Una joven de Michigan

Todas la fotografías están fechadas en 1982. Cada imagen descubre un infinito número de detalles sobre una artista veinteañera, procedente de Michigan, aún poco conocida y de nombre Louise Veronica Ciccone, que por entonces solo había grabado una maqueta de cuatro temas con su novio Stephen Bray.

Así, el visitante va descubriendo los primeros fragmentos, las pruebas primigenias de la forja de un icono cultural, la génesis de un mito sensual, sexual, provocador, que derrocha ante el objetivo gestos y posturas voluptuosas e imposibles, y que posee una mirada infinita, a veces inocente y traviesa, y unos labios coronados por un lunar que son el epicentro de un terremoto musical en ciernes. “La nueva Marilyn Monroe”, le dice la publicista de la discográfica Warner, Liz Rosenberg, cuando llama al canadiense Peter Cunningham para organizar uno de los primeros reportajes fotográficos en Nueva York de la artista, que ahora puede verse en esta muestra.

En una de las instantáneas de Cunningham, Madonna apoya su rodilla sobre la parte delantera de un coche alargado, típicamente americano, y luego posa ajena al juego de conexiones y tonalidades rosáceas que contextualizan la exterioridad de la imagen, tomada en la neoyorkina Sullivan Street, y donde la cantante, que ha elegido su propio vestuario y maquillaje, se suelta el pelo, desnuda su personalidad y deshoja allí mismo su futuro, que es ahora pasado visible, inmutable, ausencia y presencia, documentación precisa y novedosa de una instantaneidad fragmentada. “Una fotografía es un fragmento: un vislumbre. Acopiamos vislumbres, fragmentos”, sostiene Susan Sontag en Sobre la fotografía.

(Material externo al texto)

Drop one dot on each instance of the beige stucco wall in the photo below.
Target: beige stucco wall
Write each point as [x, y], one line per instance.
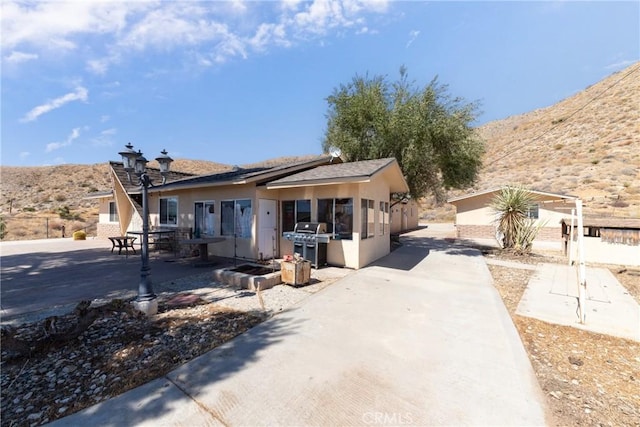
[405, 216]
[597, 251]
[475, 219]
[355, 253]
[244, 247]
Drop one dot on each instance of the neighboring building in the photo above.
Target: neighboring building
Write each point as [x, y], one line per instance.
[606, 240]
[252, 208]
[476, 220]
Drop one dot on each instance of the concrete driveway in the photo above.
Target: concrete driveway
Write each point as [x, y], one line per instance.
[419, 338]
[40, 277]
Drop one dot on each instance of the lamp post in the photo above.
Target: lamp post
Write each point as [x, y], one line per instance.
[135, 162]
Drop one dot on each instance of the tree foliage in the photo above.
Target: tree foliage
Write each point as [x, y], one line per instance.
[425, 129]
[518, 231]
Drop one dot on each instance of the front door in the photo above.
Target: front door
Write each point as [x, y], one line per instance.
[204, 219]
[267, 220]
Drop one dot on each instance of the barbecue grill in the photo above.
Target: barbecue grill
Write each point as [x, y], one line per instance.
[310, 240]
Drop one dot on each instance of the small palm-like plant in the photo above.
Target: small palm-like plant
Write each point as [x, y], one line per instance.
[511, 206]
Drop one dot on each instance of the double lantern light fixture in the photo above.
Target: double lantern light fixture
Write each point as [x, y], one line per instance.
[135, 162]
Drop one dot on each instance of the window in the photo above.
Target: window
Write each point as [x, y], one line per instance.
[294, 211]
[204, 214]
[338, 214]
[367, 217]
[383, 217]
[169, 210]
[113, 212]
[236, 218]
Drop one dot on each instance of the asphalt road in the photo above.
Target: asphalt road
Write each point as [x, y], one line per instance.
[41, 276]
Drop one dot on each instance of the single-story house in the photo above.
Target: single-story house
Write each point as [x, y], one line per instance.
[476, 220]
[606, 240]
[251, 209]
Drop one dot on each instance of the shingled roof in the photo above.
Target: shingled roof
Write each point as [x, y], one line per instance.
[154, 174]
[242, 175]
[360, 171]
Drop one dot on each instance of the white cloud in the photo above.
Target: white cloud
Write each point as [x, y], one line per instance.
[105, 34]
[619, 65]
[75, 133]
[413, 35]
[17, 57]
[105, 139]
[80, 94]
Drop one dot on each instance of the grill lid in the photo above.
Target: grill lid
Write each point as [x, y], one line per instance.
[310, 227]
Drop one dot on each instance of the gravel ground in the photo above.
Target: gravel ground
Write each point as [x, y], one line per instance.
[589, 379]
[120, 351]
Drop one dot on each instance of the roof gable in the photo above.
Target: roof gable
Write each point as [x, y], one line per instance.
[336, 173]
[241, 175]
[541, 195]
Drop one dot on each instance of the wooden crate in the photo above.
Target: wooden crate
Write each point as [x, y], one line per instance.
[295, 273]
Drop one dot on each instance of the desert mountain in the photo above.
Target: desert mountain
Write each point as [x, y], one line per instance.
[587, 145]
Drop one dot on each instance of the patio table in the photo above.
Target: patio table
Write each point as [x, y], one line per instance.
[123, 242]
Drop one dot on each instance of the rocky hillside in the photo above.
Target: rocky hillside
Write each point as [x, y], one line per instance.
[587, 145]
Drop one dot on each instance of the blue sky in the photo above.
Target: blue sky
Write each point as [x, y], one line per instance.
[239, 82]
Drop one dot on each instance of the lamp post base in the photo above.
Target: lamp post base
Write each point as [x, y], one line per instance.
[148, 307]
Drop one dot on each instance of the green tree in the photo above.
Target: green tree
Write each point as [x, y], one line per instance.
[425, 129]
[512, 205]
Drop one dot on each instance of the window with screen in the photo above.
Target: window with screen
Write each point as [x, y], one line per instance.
[169, 210]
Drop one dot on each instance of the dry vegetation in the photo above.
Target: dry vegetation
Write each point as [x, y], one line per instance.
[588, 378]
[587, 145]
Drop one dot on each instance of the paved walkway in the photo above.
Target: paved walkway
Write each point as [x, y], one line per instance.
[420, 338]
[45, 277]
[552, 296]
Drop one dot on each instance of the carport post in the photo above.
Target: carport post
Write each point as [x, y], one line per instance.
[582, 280]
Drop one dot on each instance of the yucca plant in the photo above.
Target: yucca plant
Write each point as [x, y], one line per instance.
[511, 205]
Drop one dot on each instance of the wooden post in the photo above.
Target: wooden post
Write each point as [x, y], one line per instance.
[573, 215]
[582, 280]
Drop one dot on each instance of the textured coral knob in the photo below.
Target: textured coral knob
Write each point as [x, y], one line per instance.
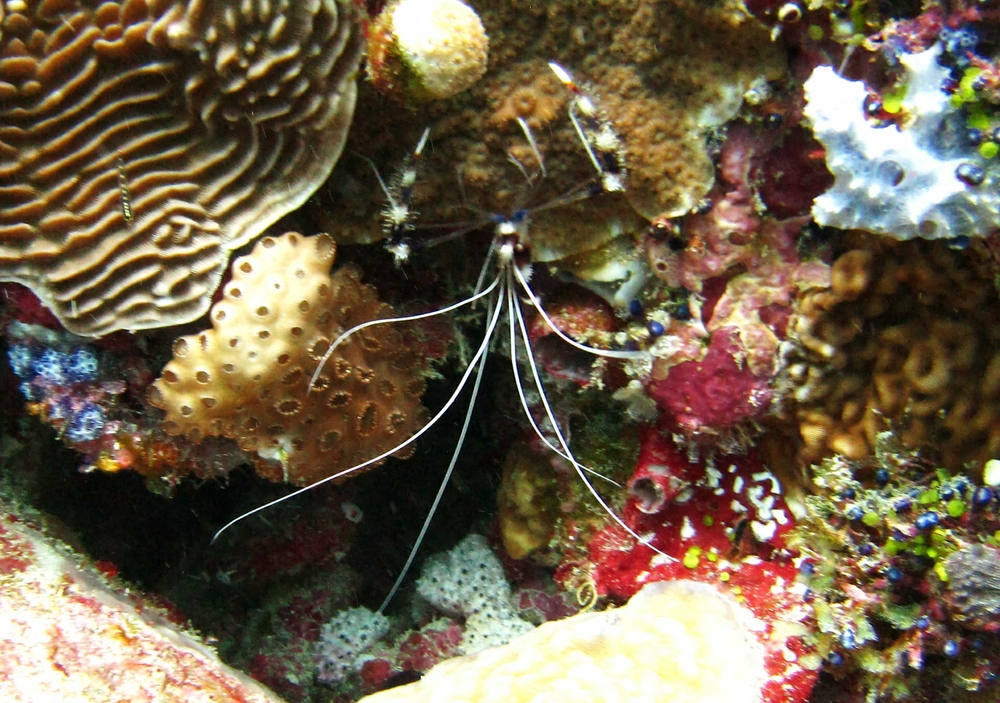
[421, 50]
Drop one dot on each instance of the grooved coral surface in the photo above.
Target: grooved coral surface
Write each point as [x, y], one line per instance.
[681, 641]
[142, 141]
[248, 377]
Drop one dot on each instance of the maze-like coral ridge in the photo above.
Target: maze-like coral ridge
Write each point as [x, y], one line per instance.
[142, 141]
[248, 377]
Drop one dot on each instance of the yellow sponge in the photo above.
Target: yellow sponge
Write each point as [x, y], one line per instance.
[677, 641]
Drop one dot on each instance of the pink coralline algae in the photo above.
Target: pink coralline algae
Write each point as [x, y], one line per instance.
[714, 371]
[722, 522]
[67, 634]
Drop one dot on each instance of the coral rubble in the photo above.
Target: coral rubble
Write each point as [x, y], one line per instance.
[67, 634]
[142, 142]
[250, 376]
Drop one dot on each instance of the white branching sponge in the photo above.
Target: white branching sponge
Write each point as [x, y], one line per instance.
[469, 582]
[923, 179]
[678, 641]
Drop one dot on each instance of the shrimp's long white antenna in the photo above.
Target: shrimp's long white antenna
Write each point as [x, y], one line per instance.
[515, 309]
[610, 353]
[526, 407]
[413, 438]
[386, 320]
[447, 474]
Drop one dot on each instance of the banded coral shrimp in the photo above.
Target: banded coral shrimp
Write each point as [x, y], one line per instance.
[504, 288]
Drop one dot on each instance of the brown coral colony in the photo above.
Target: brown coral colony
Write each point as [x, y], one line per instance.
[144, 140]
[904, 339]
[248, 377]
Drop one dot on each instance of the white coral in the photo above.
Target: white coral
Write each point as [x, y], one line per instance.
[900, 182]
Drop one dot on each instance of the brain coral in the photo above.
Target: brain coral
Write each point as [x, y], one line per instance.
[142, 141]
[248, 377]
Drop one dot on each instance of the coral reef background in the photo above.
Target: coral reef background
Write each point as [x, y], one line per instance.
[791, 426]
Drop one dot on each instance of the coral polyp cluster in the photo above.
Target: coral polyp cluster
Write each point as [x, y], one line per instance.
[249, 377]
[924, 179]
[905, 337]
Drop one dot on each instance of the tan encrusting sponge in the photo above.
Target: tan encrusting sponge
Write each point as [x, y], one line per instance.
[677, 642]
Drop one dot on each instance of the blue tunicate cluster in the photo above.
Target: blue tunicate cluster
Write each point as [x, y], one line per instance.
[959, 43]
[21, 360]
[51, 366]
[30, 393]
[81, 365]
[86, 424]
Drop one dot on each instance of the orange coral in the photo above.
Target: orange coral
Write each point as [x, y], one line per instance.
[248, 377]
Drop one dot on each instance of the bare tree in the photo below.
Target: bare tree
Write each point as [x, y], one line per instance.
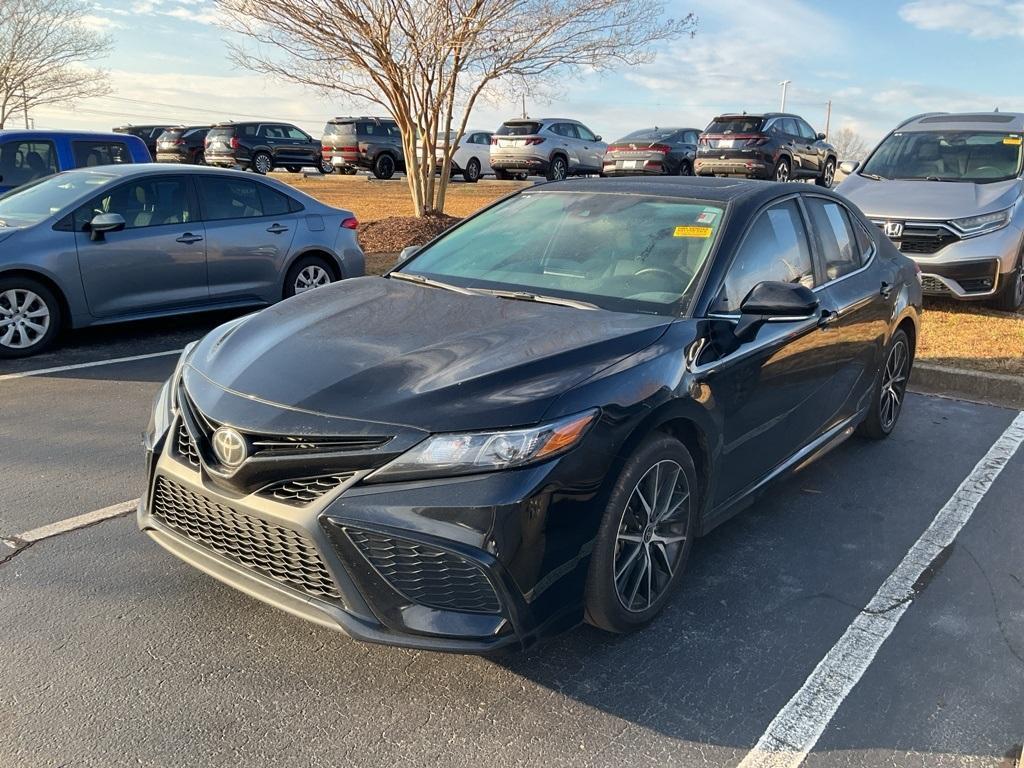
[43, 47]
[848, 143]
[422, 60]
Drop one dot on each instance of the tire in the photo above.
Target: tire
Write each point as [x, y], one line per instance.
[261, 163]
[627, 603]
[383, 166]
[783, 171]
[1011, 296]
[25, 306]
[558, 169]
[472, 171]
[890, 389]
[827, 174]
[307, 273]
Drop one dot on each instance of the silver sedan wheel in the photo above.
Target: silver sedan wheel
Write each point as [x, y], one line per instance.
[311, 276]
[894, 384]
[651, 536]
[25, 318]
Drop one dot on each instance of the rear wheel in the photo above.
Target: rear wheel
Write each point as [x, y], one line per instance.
[30, 317]
[645, 537]
[384, 167]
[307, 273]
[890, 388]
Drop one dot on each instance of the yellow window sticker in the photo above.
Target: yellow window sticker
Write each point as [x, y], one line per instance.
[692, 231]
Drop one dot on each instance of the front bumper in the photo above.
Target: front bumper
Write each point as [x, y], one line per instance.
[460, 564]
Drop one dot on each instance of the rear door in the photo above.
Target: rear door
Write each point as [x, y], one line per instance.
[250, 227]
[158, 262]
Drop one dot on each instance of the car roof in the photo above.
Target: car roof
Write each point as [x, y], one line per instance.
[968, 121]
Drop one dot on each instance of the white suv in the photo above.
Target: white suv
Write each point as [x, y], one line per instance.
[555, 147]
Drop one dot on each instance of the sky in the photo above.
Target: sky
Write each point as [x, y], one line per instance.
[878, 60]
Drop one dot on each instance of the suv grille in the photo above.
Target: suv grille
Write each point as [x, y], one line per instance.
[427, 576]
[304, 491]
[282, 554]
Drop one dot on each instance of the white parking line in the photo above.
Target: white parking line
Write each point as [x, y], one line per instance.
[62, 526]
[800, 724]
[77, 366]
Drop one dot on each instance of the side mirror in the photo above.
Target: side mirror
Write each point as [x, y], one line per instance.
[105, 222]
[774, 302]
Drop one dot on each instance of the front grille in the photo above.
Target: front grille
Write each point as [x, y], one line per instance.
[304, 491]
[185, 446]
[282, 554]
[426, 574]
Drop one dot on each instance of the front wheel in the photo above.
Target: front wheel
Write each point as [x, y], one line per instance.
[890, 389]
[645, 537]
[30, 317]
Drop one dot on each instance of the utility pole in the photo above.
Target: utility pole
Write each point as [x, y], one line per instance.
[785, 85]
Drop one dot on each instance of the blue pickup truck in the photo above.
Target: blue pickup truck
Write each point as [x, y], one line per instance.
[28, 155]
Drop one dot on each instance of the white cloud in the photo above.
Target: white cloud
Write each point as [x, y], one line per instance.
[978, 18]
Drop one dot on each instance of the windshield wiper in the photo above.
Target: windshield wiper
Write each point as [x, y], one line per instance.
[540, 298]
[432, 283]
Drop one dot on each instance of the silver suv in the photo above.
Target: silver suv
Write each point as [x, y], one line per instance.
[946, 189]
[555, 147]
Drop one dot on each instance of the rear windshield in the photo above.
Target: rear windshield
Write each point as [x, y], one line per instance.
[977, 157]
[519, 129]
[735, 125]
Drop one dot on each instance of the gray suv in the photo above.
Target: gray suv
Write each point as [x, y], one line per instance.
[118, 243]
[555, 147]
[946, 189]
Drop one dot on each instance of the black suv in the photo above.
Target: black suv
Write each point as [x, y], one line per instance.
[263, 146]
[148, 133]
[374, 143]
[182, 144]
[773, 145]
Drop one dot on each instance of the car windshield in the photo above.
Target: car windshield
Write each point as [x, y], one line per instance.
[621, 252]
[978, 157]
[34, 203]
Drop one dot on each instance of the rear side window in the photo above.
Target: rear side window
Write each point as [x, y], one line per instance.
[836, 237]
[22, 162]
[90, 154]
[775, 248]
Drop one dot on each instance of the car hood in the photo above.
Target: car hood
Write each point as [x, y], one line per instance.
[907, 199]
[391, 351]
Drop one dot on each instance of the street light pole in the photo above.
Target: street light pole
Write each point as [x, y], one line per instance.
[785, 85]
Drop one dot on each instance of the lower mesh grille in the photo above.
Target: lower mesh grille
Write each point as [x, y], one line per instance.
[282, 554]
[427, 576]
[301, 492]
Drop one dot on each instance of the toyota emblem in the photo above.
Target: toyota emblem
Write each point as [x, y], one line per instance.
[229, 446]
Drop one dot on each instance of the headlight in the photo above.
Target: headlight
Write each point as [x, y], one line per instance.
[460, 454]
[986, 222]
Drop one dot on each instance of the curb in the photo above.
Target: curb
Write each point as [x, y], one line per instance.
[998, 389]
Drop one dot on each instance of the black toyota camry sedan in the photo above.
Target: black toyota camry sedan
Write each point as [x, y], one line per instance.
[528, 422]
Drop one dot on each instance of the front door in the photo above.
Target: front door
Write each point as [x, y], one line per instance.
[157, 262]
[249, 227]
[773, 391]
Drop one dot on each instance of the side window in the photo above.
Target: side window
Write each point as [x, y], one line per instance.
[835, 236]
[22, 162]
[228, 199]
[147, 202]
[89, 154]
[775, 248]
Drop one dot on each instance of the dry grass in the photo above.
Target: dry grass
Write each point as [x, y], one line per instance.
[952, 334]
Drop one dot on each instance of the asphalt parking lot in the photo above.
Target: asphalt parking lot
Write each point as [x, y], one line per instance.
[113, 652]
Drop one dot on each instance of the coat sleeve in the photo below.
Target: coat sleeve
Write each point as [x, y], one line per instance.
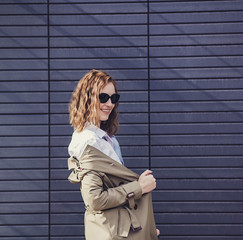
[98, 198]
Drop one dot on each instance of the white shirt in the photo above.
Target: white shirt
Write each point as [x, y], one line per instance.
[97, 138]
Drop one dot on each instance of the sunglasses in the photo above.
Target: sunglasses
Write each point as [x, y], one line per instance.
[104, 97]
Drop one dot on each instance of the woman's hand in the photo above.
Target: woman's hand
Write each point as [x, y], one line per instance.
[147, 181]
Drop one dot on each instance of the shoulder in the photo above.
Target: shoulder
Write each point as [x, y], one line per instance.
[80, 140]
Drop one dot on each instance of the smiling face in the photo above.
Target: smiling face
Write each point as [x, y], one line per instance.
[106, 108]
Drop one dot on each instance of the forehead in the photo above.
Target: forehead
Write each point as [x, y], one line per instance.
[109, 88]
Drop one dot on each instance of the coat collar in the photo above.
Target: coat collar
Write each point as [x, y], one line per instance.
[93, 159]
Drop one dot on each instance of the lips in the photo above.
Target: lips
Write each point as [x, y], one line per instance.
[106, 111]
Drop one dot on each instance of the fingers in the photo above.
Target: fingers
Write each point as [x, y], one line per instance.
[147, 172]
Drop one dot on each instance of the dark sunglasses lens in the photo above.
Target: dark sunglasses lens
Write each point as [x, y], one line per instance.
[115, 98]
[104, 97]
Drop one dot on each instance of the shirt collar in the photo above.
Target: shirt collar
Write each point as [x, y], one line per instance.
[100, 133]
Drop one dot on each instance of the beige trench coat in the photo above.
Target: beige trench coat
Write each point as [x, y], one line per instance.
[115, 206]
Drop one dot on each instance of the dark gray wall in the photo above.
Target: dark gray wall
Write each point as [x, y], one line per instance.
[179, 69]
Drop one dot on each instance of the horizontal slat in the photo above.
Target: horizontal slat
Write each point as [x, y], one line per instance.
[198, 173]
[23, 9]
[23, 108]
[65, 207]
[123, 107]
[20, 163]
[204, 128]
[18, 231]
[23, 75]
[196, 84]
[7, 31]
[91, 1]
[24, 219]
[193, 40]
[219, 237]
[23, 97]
[123, 85]
[66, 219]
[73, 230]
[27, 141]
[135, 74]
[98, 31]
[202, 184]
[205, 107]
[204, 161]
[24, 185]
[138, 129]
[15, 119]
[23, 208]
[197, 95]
[24, 196]
[24, 1]
[205, 17]
[197, 207]
[24, 152]
[98, 8]
[98, 19]
[205, 230]
[127, 151]
[23, 20]
[98, 42]
[125, 96]
[99, 63]
[228, 150]
[197, 195]
[123, 140]
[196, 62]
[178, 73]
[130, 162]
[22, 42]
[221, 50]
[23, 53]
[23, 87]
[23, 130]
[23, 64]
[24, 174]
[206, 117]
[196, 218]
[186, 6]
[123, 118]
[197, 139]
[196, 28]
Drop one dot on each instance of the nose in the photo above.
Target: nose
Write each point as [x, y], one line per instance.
[109, 103]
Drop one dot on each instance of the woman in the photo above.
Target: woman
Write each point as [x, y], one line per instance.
[118, 201]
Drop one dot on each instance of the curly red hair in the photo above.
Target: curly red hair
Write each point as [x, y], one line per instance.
[84, 105]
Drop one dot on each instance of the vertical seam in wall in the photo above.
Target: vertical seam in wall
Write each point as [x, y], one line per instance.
[49, 122]
[148, 59]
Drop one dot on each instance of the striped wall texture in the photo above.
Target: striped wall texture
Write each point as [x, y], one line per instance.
[179, 69]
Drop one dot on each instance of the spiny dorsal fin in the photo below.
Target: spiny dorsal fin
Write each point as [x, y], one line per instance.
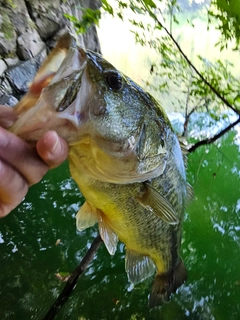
[184, 148]
[108, 236]
[167, 283]
[156, 203]
[86, 217]
[138, 267]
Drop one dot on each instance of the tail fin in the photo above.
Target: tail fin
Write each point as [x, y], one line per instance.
[167, 283]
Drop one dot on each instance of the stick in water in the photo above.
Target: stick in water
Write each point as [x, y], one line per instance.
[72, 280]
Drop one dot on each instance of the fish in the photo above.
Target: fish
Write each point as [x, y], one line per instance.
[124, 156]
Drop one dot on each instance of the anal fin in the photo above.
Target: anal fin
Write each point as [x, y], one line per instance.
[167, 283]
[108, 236]
[86, 217]
[152, 200]
[138, 267]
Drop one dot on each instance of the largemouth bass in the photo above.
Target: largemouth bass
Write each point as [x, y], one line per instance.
[123, 155]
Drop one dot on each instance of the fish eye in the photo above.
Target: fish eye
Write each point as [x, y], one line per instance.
[114, 80]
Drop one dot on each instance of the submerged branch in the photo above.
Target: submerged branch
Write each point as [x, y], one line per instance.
[72, 280]
[214, 138]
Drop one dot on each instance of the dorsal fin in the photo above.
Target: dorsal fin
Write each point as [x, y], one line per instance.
[156, 203]
[86, 217]
[138, 267]
[108, 236]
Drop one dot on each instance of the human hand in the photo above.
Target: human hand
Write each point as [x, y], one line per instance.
[21, 165]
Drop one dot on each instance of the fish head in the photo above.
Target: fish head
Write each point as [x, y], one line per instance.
[104, 116]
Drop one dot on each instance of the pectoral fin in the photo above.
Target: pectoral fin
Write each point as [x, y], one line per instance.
[138, 267]
[86, 217]
[108, 236]
[156, 203]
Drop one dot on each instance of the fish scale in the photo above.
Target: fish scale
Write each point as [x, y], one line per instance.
[123, 155]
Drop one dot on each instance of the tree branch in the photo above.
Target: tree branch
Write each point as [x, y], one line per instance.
[72, 280]
[214, 138]
[225, 101]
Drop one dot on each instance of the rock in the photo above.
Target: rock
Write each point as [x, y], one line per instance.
[7, 35]
[21, 75]
[3, 67]
[29, 44]
[10, 62]
[28, 28]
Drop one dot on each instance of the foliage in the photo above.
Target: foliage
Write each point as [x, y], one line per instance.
[226, 13]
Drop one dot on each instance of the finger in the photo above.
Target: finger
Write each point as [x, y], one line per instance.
[21, 156]
[7, 116]
[13, 188]
[52, 149]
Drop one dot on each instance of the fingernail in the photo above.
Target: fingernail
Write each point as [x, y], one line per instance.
[57, 146]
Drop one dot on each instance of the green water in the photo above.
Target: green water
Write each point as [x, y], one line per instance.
[29, 256]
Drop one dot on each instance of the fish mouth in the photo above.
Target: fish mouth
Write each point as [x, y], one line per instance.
[56, 97]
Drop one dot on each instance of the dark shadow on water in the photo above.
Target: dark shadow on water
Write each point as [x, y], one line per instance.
[30, 257]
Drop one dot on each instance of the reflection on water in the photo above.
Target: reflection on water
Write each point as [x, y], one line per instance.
[39, 239]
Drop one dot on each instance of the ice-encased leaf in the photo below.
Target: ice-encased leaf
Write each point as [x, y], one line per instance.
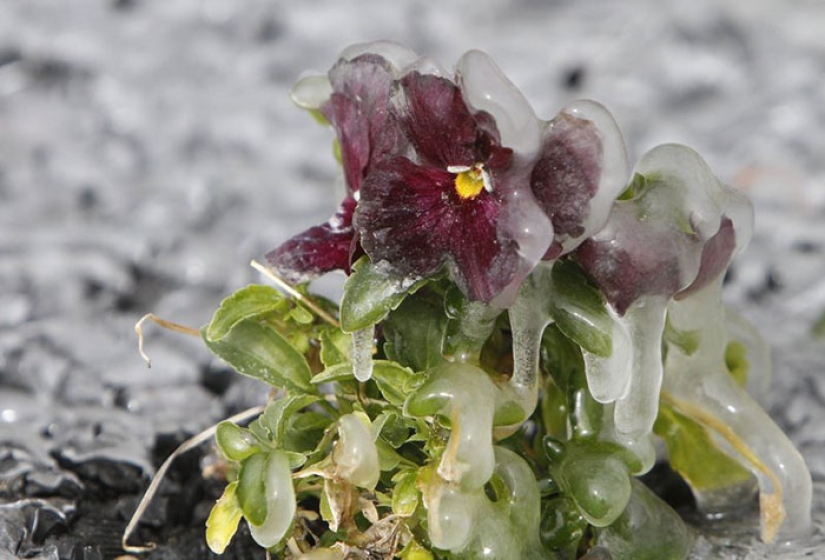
[222, 523]
[370, 293]
[259, 351]
[246, 303]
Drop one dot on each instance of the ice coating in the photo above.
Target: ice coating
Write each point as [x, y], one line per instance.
[636, 410]
[361, 355]
[614, 167]
[396, 54]
[467, 522]
[280, 502]
[355, 455]
[699, 385]
[486, 88]
[311, 91]
[466, 395]
[609, 377]
[529, 316]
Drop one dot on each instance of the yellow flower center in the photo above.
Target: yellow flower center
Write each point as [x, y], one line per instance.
[469, 183]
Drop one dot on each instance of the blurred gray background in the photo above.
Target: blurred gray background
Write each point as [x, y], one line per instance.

Significativas son también las realizadas en Spring Street, con la cantante apoyada sobre una pared llena de grafitis dispersos, de todo tipo de colores, un escenario que parece elegido adrede por la propia Madonna para presentarse ante el mundo, para identificarse con el lenguaje de la calle, con la transgresión, con la desobediencia que envuelve determinadas expresiones y manifestaciones artísticas que atraviesan la jaula de lo prohibitivo, de lo convencional, de las correcciones asfixiantes.

En una de las esquinas del interior de la sala expositiva resalta una imagen de Feingold, la fotógrafa de Chet Baker, B. B. King, James Brown, Bono, REM o Pharrell: allí, la joven artista mira con aire chulesco a la cámara mientras infla una pompa de chile en la cama del pequeño apartamento que la fotógrafa posee en la isla neoyorkina. De sus antebrazos cuelgan decenas de pulseras de cuero y plata, que rodean una de sus piernas. Madonna mira con provocación a la cámara y en su postura reclinada se atisba ya un toque de pasotismo y de seguridad como de alguien que tiene bien claro lo que quiere, lo que ha venido a hacer en la vida.

 

La vida nocturna y un karaoke

No pasan desapercibidas las siete instantáneas que George Debuse dedica a la vida nocturna de Madonna. En un local de Manhattan, el Danceteria, la artista, que con los años deslumbrará al mundo con canciones como Like a Virgin, Holiday, Hung up, Like a Prayer, Material Girl, Angel, Vogue, Frozen o American life, canta y baila acompañada por una bailarina y uno de sus hermanos.

Al fondo de la exposición, bajo decenas de luces que cascabelean, se ha preparado al visitante una sorpresa: un karaoke con una completa playlist de la artista, especialmente con temas que vieron la luz entre los años 1982 y 1984. Además de los ya mencionadosEverybody, Holiday, Like a Virgin o Angel, los amantes de la música de la cantante americana, que pronto entrará en el selecto club de los artistas sexagenarios, podrán interpretar otras de su amplio repertorio, como Borderline, Dress You, Live Don´t Live Here Anymore o Material Girl (Chica material), que se convertiría, durante años, en el apodo de la cantante.

La muestra se completa con dos videocreaciones de los artistas Chema Alonso y Carlos T. Mori, y una obra con estética de los años 80 de Silvia Prada.

Y, sin embargo, al salir de esta exposición que no hay que dejar de ver, uno se pregunta, sin descanso, si es posible “en rigor” –como señalaba Susan Sontag- comprender algo de un mito a través de unas cuantas fotografías, y si acaso no será toda fotografía, como señalaba Kafka, “un desconócete a ti mismo”.